How the study was run

Model
Gemma 4 31B Instruct via OpenRouter. Paid primary, free fallback. Temperature 0.7, max tokens 8192.
Task
One fixed prompt: build a single-file HTML landing page for a fictional luxury-real-estate CRM called Keystone. 8 required sections. Inline styles only. No external assets.
Independent variable
Persona / system prompt only. 52 personas across 8 buckets. 3 samples per persona = 156 total generations.
Judging
Three independent blinded waves. Each wave was 33 Claude Opus 4.7 agents, each scoring ~15 responses on the 6-axis anchored Likert rubric. Judges never saw the persona label. Filenames were opaque SHA256 hashes. Scripts, meta tags, and HTML comments were stripped before judge read.
Stats
One-way ANOVA across buckets. 10,000-sample bootstrap 95% CIs on every mean. Cohen's d for pairwise bucket comparisons.

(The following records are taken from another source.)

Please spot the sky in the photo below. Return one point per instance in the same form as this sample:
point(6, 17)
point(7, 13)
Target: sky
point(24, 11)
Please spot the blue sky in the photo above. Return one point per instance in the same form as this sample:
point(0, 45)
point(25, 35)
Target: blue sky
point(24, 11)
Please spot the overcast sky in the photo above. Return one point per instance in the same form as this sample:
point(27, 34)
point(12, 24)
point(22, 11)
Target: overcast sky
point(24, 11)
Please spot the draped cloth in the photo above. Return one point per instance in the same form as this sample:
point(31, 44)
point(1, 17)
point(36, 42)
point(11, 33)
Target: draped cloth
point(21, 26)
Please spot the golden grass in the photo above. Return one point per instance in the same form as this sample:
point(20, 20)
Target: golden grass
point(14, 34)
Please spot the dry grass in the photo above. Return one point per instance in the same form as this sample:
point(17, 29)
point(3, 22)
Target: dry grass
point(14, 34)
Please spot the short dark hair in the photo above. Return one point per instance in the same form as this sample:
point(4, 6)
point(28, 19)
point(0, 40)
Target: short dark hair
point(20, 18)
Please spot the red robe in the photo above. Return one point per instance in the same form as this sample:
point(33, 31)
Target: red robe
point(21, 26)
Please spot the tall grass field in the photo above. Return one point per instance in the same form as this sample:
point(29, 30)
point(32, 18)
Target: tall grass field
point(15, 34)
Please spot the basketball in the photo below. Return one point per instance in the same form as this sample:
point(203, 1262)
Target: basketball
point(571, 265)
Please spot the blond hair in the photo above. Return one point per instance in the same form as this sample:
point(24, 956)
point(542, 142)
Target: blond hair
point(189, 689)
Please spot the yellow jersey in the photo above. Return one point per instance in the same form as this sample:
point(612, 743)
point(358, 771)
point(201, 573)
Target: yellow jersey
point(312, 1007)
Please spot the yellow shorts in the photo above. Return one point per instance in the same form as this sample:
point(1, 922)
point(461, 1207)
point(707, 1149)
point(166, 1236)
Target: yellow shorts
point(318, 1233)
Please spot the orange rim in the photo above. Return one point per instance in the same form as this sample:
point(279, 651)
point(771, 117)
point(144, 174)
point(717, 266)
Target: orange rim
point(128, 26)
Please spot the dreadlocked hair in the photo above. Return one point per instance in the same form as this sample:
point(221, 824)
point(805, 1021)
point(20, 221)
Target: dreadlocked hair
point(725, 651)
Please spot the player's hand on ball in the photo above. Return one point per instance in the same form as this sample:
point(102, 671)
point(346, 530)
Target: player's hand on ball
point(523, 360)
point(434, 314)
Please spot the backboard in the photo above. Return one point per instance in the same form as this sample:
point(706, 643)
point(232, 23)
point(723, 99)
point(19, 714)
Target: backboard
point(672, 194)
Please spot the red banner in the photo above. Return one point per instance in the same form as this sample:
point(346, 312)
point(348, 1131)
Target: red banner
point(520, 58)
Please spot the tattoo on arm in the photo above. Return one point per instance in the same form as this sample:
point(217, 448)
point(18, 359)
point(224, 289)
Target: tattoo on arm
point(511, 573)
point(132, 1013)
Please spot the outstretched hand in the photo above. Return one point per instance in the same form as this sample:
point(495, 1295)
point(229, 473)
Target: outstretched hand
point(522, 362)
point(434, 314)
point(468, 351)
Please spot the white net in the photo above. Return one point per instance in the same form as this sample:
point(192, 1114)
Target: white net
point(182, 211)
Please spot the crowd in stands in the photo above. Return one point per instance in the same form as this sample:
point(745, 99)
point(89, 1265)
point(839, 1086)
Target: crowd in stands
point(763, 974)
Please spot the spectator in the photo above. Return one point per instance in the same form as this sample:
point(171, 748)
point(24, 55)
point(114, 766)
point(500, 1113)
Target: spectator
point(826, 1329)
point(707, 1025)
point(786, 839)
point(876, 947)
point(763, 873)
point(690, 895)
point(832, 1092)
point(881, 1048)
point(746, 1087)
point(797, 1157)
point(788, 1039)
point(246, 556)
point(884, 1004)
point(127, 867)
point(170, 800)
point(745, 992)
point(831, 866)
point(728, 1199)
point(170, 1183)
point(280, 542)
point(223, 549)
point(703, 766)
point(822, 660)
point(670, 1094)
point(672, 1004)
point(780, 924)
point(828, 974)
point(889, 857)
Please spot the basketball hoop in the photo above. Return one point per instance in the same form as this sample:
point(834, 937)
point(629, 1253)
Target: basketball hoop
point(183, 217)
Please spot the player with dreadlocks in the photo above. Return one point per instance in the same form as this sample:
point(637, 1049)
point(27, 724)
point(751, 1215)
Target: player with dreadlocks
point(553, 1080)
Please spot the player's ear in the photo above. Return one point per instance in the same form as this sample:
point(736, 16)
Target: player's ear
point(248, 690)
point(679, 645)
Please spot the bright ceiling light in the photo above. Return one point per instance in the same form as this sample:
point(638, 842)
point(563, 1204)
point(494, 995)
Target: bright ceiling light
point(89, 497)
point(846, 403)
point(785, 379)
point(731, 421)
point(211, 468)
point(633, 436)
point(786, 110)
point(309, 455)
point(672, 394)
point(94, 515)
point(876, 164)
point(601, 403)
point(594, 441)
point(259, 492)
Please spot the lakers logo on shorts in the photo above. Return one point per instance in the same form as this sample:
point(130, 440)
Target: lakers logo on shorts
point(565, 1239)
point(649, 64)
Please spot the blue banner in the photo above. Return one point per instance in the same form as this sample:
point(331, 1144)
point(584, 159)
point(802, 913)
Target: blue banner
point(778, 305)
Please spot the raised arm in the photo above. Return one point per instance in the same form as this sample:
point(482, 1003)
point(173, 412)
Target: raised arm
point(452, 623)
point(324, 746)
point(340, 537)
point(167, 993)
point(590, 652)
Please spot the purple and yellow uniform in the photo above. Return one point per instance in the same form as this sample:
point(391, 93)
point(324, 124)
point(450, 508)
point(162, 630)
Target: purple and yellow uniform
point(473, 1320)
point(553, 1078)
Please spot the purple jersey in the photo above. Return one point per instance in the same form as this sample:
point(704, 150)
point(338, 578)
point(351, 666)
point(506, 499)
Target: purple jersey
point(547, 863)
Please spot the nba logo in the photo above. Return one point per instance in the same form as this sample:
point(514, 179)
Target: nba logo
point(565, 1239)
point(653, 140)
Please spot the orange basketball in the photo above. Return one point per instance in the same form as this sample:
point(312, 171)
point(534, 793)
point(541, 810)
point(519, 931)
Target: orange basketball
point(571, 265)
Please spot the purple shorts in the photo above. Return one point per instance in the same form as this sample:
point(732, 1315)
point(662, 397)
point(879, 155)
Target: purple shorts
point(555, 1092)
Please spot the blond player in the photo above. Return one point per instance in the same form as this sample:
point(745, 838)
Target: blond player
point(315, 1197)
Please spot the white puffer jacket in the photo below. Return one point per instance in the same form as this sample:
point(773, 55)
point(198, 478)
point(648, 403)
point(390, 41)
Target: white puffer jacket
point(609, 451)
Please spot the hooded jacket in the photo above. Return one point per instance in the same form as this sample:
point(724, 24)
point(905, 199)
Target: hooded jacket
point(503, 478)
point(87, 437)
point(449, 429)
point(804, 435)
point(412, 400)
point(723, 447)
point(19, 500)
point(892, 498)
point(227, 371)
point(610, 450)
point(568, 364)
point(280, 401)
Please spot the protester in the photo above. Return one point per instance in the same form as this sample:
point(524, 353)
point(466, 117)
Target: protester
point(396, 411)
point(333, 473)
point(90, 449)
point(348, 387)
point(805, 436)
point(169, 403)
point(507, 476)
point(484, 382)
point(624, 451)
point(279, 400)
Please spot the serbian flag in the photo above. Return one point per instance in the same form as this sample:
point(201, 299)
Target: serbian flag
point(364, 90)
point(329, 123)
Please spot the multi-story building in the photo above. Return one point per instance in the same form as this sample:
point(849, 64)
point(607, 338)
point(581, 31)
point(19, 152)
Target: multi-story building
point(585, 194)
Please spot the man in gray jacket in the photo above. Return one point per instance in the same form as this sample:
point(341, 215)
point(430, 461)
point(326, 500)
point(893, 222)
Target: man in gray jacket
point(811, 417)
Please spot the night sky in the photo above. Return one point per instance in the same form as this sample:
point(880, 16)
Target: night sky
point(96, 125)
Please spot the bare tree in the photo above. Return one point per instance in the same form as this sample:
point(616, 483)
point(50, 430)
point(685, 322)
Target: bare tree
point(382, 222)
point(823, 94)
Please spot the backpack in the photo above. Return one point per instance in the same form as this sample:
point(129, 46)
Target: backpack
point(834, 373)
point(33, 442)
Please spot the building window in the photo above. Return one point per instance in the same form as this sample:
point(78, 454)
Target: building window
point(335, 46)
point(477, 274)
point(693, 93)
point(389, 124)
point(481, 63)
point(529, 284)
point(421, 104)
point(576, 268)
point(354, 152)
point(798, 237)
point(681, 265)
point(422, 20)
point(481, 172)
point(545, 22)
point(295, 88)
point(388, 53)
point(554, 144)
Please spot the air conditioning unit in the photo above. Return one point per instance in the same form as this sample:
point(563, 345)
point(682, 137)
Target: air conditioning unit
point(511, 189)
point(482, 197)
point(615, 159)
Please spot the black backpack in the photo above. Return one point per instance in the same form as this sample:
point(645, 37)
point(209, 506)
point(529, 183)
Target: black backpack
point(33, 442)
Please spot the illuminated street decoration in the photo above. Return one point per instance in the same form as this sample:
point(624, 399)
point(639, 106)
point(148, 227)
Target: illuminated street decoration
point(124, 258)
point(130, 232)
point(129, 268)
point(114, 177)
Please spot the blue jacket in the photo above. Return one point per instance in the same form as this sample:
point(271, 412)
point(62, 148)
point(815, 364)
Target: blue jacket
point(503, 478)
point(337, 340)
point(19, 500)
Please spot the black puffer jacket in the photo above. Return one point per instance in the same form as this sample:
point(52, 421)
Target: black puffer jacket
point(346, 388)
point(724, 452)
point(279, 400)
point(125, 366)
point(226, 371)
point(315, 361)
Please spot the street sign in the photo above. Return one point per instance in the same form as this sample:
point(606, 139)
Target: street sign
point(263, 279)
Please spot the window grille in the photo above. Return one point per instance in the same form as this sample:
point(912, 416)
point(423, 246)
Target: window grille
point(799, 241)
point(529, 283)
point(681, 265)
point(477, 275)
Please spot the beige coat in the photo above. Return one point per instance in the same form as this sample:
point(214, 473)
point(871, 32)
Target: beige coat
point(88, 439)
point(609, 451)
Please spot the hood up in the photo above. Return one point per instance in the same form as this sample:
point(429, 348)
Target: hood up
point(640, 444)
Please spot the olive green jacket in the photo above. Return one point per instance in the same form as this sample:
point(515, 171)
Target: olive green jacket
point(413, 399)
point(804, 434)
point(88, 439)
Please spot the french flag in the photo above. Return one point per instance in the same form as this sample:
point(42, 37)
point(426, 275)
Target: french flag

Krippendorff's α (interval) across the three judge waves, per axis. Mean α across axes: 0.803.
Reproducibility
All 156 raw HTML files, rendered screenshots, per-judge scores, and per-response metric breakdowns are checked into the repo. Anyone can re-run the pipeline or re-judge the dataset.

Citation

Rival Research. The Persona Impact Study. 2026. rival.tips/research/persona-impact. Dataset: persona-impact-2026.jsonl.